We adapted a 9-item questionnaire about general culture within a healthcare setting to use within the school setting.35 Items are rated on a 5-point Likert scale from 1 (strongly agree) to 5 (strongly disagree). Lower scores indicate a more positive working culture, which includes transparency, productive working relationships and receptivity to feedback. Previous investigation has shown that this measure has good internal consistency, although overlaps somewhat with other subconstructs within the inner setting (eg, learning climate34).

Implementation climate

School staff will complete a measure of implementation climate that we adapted for use in the school context.35 Items are rated on a 5-point Likert scale from 1 (strongly agree) to 5 (strongly disagree). Lower scores indicate increased staff receptivity to the programme and support within the school, including rewards and recognition. This measure has acceptable internal consistency and good discriminant validity.35

Relative priority

School staff will complete one adapted item from the School Contextual Barriers subscale of the Perceived Attributes of the Healthy Schools Approach Scale.36 The item is rated on a 5-point scale Likert scale from 1 (strongly agree) to 5 (strongly disagree). Higher scores indicate that other activities did not interfere with implementation of the FP programme.

Competing demands

Staff will complete three items, developed specifically for this study, which assess how much time they allocated, and desired to allocate, to the FP programme relative to other competing workload demands on visual analogue scales (anchor by 0=no work time, 100%=all of my work time). Higher scores indicate increased allocation of time and prioritisation of the FP programme.

Individual characteristics

Leadership

School staff will complete the Implementation Leadership Scale (ILS37).

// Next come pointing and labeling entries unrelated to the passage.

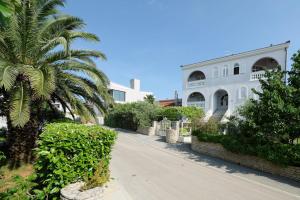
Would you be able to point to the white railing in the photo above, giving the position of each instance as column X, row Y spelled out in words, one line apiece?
column 199, row 83
column 257, row 75
column 200, row 104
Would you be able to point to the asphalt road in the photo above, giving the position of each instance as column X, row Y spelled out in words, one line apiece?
column 149, row 169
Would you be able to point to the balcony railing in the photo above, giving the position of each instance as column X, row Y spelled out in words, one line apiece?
column 257, row 75
column 192, row 84
column 200, row 104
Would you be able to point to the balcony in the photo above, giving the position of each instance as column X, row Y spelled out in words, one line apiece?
column 200, row 104
column 193, row 84
column 254, row 76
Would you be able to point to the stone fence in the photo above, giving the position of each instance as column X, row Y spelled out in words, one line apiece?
column 217, row 150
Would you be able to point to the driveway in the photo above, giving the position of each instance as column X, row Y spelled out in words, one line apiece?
column 149, row 169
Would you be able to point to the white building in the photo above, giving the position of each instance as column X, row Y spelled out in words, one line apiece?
column 222, row 84
column 123, row 94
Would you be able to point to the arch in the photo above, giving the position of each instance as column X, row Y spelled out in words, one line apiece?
column 236, row 69
column 196, row 76
column 195, row 97
column 243, row 92
column 266, row 63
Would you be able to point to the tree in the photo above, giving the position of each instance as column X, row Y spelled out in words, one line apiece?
column 149, row 98
column 7, row 8
column 38, row 67
column 275, row 117
column 294, row 83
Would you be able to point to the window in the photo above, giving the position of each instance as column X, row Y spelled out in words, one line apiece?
column 236, row 69
column 225, row 71
column 243, row 93
column 216, row 72
column 118, row 95
column 197, row 75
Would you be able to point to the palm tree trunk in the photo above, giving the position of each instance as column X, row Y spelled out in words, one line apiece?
column 21, row 142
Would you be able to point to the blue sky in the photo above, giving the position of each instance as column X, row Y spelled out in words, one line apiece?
column 150, row 39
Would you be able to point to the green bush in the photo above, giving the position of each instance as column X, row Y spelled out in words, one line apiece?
column 132, row 115
column 69, row 152
column 209, row 127
column 2, row 159
column 176, row 113
column 20, row 190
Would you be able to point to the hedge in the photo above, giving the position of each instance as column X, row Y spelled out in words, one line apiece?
column 69, row 152
column 280, row 154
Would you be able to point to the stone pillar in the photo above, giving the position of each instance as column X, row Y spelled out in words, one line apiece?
column 172, row 136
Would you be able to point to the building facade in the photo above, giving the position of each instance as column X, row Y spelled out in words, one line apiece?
column 221, row 85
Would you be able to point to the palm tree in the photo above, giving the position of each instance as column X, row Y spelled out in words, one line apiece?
column 149, row 98
column 39, row 67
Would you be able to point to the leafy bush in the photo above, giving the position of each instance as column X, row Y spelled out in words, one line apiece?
column 69, row 152
column 20, row 190
column 209, row 127
column 177, row 113
column 2, row 159
column 132, row 115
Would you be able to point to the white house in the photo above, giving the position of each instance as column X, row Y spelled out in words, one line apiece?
column 123, row 94
column 222, row 84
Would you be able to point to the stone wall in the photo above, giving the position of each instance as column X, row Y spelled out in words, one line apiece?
column 217, row 150
column 146, row 130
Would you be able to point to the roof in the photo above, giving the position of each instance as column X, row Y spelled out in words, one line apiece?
column 169, row 102
column 239, row 55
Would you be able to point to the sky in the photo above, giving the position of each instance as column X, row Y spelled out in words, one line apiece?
column 150, row 39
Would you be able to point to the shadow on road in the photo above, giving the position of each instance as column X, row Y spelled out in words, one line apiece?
column 229, row 167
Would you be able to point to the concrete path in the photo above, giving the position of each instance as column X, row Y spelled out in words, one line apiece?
column 149, row 169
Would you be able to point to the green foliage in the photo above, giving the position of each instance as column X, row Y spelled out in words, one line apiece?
column 100, row 177
column 177, row 113
column 149, row 98
column 171, row 113
column 21, row 189
column 209, row 127
column 275, row 117
column 132, row 115
column 2, row 159
column 38, row 64
column 69, row 152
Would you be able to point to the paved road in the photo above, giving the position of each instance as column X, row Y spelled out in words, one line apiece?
column 149, row 169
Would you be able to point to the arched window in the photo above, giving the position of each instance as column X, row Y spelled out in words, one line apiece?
column 243, row 93
column 196, row 76
column 196, row 99
column 236, row 69
column 225, row 71
column 265, row 64
column 216, row 72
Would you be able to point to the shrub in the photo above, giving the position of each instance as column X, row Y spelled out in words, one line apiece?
column 69, row 152
column 2, row 159
column 177, row 113
column 132, row 115
column 209, row 127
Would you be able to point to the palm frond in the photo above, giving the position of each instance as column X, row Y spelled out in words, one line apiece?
column 8, row 75
column 20, row 106
column 42, row 81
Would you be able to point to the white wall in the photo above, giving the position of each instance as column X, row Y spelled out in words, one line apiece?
column 131, row 95
column 232, row 83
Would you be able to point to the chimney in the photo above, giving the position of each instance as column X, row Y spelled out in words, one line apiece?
column 135, row 84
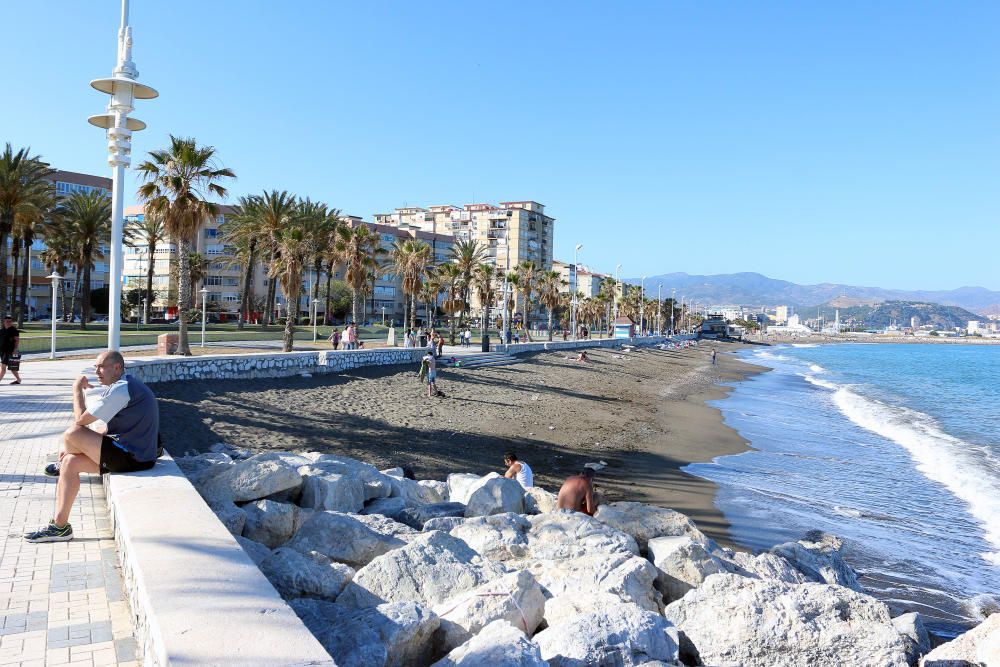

The ILS is a 12-item scale that assesses leadership behaviours that support implementation of evidence-based practices. The ILS contains four subscales, and two will be included in the current study (Knowledge Leadership and Supportive Leadership). These scales assess the degree to which the staff member was knowledgeable about and offered support to the programme. Items are rated on a 5-point Likert scale from 0 (very much so) to 4 (not at all) and will be recoded such that higher scores indicate more effective implementation leadership behaviours. This measure has excellent internal validity, convergent validity and discriminant validity.37

Self-efficacy and confidence

Study facilitators will rate their level of confidence in performing 23 different tasks during school visits on visual analogue scales, which are based on the training programme they completed (anchor by 0=not at all confident, 100=very confident). Higher scores indicate higher levels of confidence. A similar questionnaire will be repeated following their school visits, along with four short-answer questions that assess experiences with supporting staff and students during school visits.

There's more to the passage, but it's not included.